System of 6 linear equations, Cramer's rule, need help with notation.

• January 17th 2013, 06:24 AM
MissTAP
System of 6 linear equations, Cramer's rule, need help with notation.
I don't have a particular problem to solve, but I need help with understanding the notation I have found in an academic paper.

I have a system of linear equations which each take the form:

pi xi r1 + pi yi r2 - pi u + qi xi r4 + qi yi r5 - qi v + xi x + yi y - w/2 + mi = 0 (for i=1-6)

Where mi=((Li)^2- (xi)^2- (yi)^2- (pi)^2- (qi)^2 )/2

u=r1x+r2y+r3z
v=r4x+r5y+r6z
w= x^2+ y^2+ z^2

Where: pi, qi, xi, yi, Li and mi are all known quantities.

The paper outlines a method to solve for r1, r2, r4, r5, v, u, w, x, y, z

The paper enters the equations into a 6 x10 matrix and called this matrix 'M'

The following equation then holds true:

M * t = 0

Where t is a 10 x 1 matrix

t = [r1; r2; u; r4; r5; v; x; y; z; 1]

(so all variables in the 'M' matrix are known and we are solving for the variables in the 't' matrix)

The paper then goes on to say that we can solve the system of equations symbolically using Cramer algorithm, regarding r1,r2,r4,r5,u,v as linear unknowns, and obtain the following expressions of those variables with respect to x,y,z.

a0r1 + a11x + a12y + a13w + a14 = 0
a0r2 + a21x + a22y + a23w + a24 = 0
a0u + a31x + a32y + a33w + a34 = 0
a0r4 + a41x + a42y + a43w + a44 = 0
a0r5 + a51x + a52y + a53w + a54 = 0
a0v + a61x + a62y + a63w + a64 = 0

Where

a0 = det(c1,c2,c3,c4,c5,c6)

And

aij = det(c1,...,ci-1,cj+6,ci+1,...,c6)

Now this is where I am getting stuck.

I am unsure of exactly what the last line of notation above means.

I understand that a0 is equal to the determinant of the matrix 'M' when it is reduced to M(6x6).

But what exactly does the next line mean? I dont know how to calculate the coefficients aij.

If was looking for the coefficient a11 for instance would this constitute the following matrix:

aij = det(c1,...,ci-1,cj+6,ci+1,...,c6)
a11 = det(c1,..., c0,c7,c2,...,c6) ??????

There is no column C0 is there?
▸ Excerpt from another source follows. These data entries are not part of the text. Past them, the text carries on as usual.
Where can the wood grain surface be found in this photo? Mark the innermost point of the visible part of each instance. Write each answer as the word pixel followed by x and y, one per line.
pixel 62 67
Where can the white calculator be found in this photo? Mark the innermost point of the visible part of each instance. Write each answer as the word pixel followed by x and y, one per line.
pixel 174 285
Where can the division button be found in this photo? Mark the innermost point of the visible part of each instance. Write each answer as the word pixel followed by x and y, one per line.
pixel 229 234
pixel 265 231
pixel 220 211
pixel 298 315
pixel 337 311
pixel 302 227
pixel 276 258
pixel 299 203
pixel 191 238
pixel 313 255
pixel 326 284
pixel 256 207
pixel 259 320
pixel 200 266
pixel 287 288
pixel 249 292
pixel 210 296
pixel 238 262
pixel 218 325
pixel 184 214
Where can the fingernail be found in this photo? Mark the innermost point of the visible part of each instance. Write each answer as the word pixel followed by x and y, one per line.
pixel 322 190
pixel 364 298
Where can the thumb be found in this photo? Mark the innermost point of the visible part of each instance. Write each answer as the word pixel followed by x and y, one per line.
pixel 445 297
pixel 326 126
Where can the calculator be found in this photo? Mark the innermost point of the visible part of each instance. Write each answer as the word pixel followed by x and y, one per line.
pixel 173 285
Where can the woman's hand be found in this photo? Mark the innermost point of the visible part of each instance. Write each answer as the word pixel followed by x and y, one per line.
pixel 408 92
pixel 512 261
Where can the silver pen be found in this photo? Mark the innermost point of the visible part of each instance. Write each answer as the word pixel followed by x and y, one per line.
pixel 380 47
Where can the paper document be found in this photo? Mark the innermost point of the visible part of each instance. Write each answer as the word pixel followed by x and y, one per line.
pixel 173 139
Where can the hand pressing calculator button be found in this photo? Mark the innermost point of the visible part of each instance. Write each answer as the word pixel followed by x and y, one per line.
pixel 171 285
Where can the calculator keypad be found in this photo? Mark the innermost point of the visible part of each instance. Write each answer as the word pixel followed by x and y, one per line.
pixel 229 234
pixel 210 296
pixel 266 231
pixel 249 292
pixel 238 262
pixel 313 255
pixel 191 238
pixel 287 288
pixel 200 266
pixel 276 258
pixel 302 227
And I'm unsure of what columns of the matrix go into the two gaps.

Could somebody please help, I'm sure this must be relatively easy for somebody who works with this notation all the time, but I dont understand.

Thank you

MissTAP
• January 17th 2013, 12:27 PM
Deveno
Re: System of 6 linear equations, Cramer's rule, need help with notation.
ok, let me see if i can unravel this for you. our system of equations is:

Mt = 0 (your equations seem to be missing something (i don't see a "z term")).

as it stands, this system is "under-determined" we have 10 variables to solve for, and only 6 equations.

so what we are going to do is create a bunch of 6x6 matrices from M, and calculate their determinants. the first matrix, $A_0$ will just be the first 6 columns of M. this represents our "baseline" (pretending x,y and z aren't a part of our system).

to calculate $a_{ij} = det(M_{ij})$ you need to know how to form the 6x6 matrix $M_{ij}$. basically this is a choice of "which 6 columns (of M) to use".

according to your description, for $a_{11}$ we would have:

$a_{11} = \det(c_7,c_2,c_3,c_4,c_5,c_6)$ (we use column 7 of M in place of column 1 of M...the "i" tells us which column of $A_0$ to omit, and the "j" tells us which one we're going to replace it with: the j+6-th column of M).

as another example, we have:

$a_{23} = \det(c_1,c_9,c_3,c_4,c_5,c_6)$ (we use column 9 of M in place of column 2 of M).

we have 6 possible columns of $A_0$ to replace (one of the first 6 columns of M), and 4 possible columns to use instead (columns 7 through 10 of the original M), giving us 24 determinants to calculate.

this is going to give a system of 6 equations in 4 unknowns ("over-determined") which (if consistent, and it should be, if the original system is) is now certainly solvable.